The Democratic Republic of the Congo is a former Belgian colony in West Africa whose people suffered horribly under their rulers before independence in 1960, after which years of misrule and conflict left the country with millions of dead and a legacy of systematic mistreatment. Viewers will not learn much of this from watching Jacques Sarasin's documentary On the Rumba River, though they will certainly be provided with an eye-opening view into the spirit of the Congolese people (for which there should be a better word than "indominatable," but none comes to mind). Instead, they will be treated to the sight of Congolese singer Antone Kolosoy—aka "Wendo," or "Papa Wendo"—who was nearly 80 at the time of filming in 2004 and yet expresses the musical vitality and charm of a seasoned teenager.

Sarasin (I'll Sing for You) is an unobtrusive type of documentarian, the kind who would rather hang back and let his subjects weave their spells instead of creating it for them. With little interest for elaborate scene-setting or backgrounding, On the Rumba River unfolds casually, from its gorgeous opening sequence where a stationary camera captures first an open vista and then a slow-moving passenger train barnacled with shouting and waving passengers. The legendary Papa Wendo is first presented in a moving segment where he and a band perform "Marie-Louise," the breakthrough song from the 1940s (he began performing in 1936) that first established him as a star.

That performance and others that follow are of course the primary reason for viewing this film, which takes pains to paint the landscape that this music grew out of without letting it move too strongly into the foreground. Wendo's voice is a mellifluous thing, alternating between velvety and rough tones, tripping lightly over the band's liquid syncopations and seductive beats. Over the course of this short and slow-moving film, Sarasin tips in interviews with other aging musician friends of Wendo’s as he goes about trying to get the band back together.

Following a couple of comic interludes—Wendo's wife griping at him to go out and find work instead of sleeping under a tree, Wendo driving in circles through a town trying to find his old saxophone player—the film spends more time in Wendo's ad-hoc performance space. Although the details of what's going on are kept quite fuzzy for most of the film (Is there a particular show they're rehearsing for? Who is everybody?), those things become quite irrelevant once the throng of horn-players, backup singers, guitarists, and dancers start laying down their rhythms as a carpet for Wendo to glide over.

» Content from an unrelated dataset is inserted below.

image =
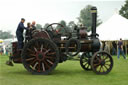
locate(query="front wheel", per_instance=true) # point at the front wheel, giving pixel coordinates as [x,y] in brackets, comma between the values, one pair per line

There are certainly some frustrating aspects to On the Rumba River, as much of Wendo's biography is left to only the most elliptic comments about the past oppression from the government and religious leaders. Also, in some of its later segments, the mellow pacing becomes practically glacial. But the film remains a beautiful and warm-hearted portrait of a singer who seems at times the beating heart of a country.